Très beau. Merci Carole.
C’est superbe Carole, je suis complètement touchée par cette histoire. Et moi qui suis actuellement en résidence dans le Nord, ton titre et tes mots m’ont tout de suite happée. Je raconte un conte en ce moment où un homme ivre trouve un crâne sur son chemin et pour rire le cogne et l’invite à diner et le crâne lui répond.
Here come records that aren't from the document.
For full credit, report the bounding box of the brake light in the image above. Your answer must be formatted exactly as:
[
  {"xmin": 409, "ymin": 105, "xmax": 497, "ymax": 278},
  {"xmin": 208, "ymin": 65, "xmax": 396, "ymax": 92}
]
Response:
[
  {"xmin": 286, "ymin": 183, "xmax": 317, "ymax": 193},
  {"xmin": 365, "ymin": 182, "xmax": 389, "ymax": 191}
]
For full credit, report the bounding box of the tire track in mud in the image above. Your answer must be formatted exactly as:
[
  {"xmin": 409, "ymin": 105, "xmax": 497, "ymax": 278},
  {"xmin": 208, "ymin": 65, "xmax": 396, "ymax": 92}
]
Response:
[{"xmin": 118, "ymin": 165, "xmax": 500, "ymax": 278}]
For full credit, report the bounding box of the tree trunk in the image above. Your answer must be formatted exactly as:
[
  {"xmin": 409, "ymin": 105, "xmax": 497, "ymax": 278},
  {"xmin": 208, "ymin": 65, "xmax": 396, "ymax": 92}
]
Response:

Je crois que cela doit faire très peur une tête qui se met à parler
J’ai aussi une petite poule dans le jardin où je suis et moi aussi je lui parle et je comprend totalement ce dialogue qui peut naître entre un animal et soi un objet et soi, c’est magnifique, merci.
Merci, Hugo et Clarence pour ces retours qui me touchent. J ‘ai écrit ce texte le matin, très vite avant une journée chargée;..
Clarence, ton conte me fait penser un peu à Don Juan et un peu à Hamlet, mais ça doit faire très peur , en effet, ;)))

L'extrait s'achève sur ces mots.